Seventy-five per cent of the funding was given via a grant under the ACP-EU Cooperation Programme in Education (EDULINK II). A major aspect of the partnership is a joint Master’s programme in renewable energy technology which will be offered in both Guyana and Suriname. Other aspects entail training staff from UG and AdeKUS, the procurement of laboratory equipment for both universities, and a number of workshops and symposiums (to be held in both countries).
At the launch, Minister of Natural Resources and the Environment Robert Persaud said government was grateful to the ACP-EU for facilitating the initiative. He also spoke of the importance of renewable energy in mitigating/reducing the effects of climate change and global warming.
Guyana’s Low Carbon Development Strategy (LCDS) identified eight priorities when it was launched in 2009, one of which was the need for affordable and reliable renewable energy. Persaud noted that one of the major bugbears in the local manufacturing sector is the availability of cheap energy and it is for this reason that government remains totally committed to ensuring that Guyana’s vast hydropower potential is harnessed.

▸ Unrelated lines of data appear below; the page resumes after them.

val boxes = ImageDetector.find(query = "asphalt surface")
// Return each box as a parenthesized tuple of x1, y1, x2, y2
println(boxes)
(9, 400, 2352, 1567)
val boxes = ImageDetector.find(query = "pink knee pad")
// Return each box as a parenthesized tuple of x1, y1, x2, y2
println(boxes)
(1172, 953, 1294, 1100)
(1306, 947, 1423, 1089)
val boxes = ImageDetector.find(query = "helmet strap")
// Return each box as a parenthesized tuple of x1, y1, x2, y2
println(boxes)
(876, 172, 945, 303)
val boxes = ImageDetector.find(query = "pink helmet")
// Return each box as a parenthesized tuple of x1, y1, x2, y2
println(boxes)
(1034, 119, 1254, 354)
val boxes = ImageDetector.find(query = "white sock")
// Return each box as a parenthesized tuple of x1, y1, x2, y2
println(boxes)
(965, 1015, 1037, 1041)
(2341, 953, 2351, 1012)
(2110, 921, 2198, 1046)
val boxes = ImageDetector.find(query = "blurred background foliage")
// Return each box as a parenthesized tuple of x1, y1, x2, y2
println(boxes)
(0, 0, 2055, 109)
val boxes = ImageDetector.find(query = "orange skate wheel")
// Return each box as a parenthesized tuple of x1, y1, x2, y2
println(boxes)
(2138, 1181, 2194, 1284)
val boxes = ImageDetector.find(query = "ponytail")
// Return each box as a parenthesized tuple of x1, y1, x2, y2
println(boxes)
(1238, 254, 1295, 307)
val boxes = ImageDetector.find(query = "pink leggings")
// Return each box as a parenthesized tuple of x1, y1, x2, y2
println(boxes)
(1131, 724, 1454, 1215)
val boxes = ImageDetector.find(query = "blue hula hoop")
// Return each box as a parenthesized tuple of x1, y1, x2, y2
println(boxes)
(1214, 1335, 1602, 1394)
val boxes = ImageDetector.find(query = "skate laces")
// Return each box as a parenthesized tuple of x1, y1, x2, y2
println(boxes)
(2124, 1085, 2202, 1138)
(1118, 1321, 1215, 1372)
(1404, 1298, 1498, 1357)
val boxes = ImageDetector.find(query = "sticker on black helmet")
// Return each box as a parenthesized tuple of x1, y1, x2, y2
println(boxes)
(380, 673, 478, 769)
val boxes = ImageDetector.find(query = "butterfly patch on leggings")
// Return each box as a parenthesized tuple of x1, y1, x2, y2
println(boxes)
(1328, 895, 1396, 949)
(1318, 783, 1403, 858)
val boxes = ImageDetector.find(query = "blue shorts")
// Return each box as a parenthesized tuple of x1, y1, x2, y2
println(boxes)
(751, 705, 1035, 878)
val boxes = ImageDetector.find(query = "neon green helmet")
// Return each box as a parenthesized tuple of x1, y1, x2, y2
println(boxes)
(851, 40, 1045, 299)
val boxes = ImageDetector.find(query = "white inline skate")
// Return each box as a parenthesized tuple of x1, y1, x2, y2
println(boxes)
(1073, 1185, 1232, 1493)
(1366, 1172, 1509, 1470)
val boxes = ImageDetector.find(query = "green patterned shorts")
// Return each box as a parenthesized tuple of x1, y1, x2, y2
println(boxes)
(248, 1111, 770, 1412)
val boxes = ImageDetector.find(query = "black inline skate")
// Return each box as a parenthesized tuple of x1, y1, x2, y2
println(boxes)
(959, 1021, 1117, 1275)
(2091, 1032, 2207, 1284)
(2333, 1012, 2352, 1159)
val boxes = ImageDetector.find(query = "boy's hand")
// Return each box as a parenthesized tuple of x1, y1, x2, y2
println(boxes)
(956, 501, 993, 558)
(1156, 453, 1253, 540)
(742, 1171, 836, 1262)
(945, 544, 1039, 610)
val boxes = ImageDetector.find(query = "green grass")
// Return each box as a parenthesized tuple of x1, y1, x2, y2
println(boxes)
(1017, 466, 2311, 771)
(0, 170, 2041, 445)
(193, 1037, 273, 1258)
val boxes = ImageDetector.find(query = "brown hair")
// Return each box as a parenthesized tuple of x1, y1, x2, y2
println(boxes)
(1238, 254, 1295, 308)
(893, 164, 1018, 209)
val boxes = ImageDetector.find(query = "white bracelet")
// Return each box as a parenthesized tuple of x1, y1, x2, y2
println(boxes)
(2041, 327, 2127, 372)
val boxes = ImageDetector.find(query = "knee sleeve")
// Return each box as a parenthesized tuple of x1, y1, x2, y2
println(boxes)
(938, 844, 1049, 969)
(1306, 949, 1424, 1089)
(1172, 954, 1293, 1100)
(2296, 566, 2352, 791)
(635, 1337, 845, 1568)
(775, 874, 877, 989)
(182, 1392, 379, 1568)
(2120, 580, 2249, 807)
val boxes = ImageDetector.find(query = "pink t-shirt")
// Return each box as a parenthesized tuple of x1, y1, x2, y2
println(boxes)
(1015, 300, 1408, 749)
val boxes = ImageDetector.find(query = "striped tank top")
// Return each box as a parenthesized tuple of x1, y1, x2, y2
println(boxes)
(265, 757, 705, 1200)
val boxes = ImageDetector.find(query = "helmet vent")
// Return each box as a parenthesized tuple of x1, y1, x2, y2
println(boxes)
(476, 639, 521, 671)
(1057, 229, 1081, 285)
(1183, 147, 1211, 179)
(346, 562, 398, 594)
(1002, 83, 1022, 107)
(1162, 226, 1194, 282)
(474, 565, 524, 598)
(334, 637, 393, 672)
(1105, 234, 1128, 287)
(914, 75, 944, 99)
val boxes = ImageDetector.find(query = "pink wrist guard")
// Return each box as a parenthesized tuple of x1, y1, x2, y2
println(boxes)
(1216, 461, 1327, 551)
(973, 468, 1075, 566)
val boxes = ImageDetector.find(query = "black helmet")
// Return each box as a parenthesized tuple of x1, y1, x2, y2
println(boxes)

“For us, it is an economic imperative that we developed not only clean energy, but affordable energy as well, and we are lucky that we possess the resources that we can have both…the low hanging fruit in this regard is hydro,” he said. Representatives from all sides of the political divide have recognised the need for renewable energy and the human resources to drive this area of development.
Registrar of UG, Vincent Alexander said that UG and AdeKUS have previously collaborated in a number of areas. He is particularly pleased with the project’s focus on taking the human capital to higher heights.
The project’s target groups are: students, technicians, policy makers, lecturers and researchers.
Project Manager, UG, Verlyn Klass said that the project falls within context of Guyana’s LCDS. In terms of the joint Master’s programme, UG will be churning out about 10 Guyanese graduates in applied renewable technologies every two years. Regarding staff development, three lecturers will benefit from training at the Catholic University of Leuven to teach the Master’s programme.
UG also plans to develop a hydropower lab and conduct research to determine the country’s wind energy potential, GINA said.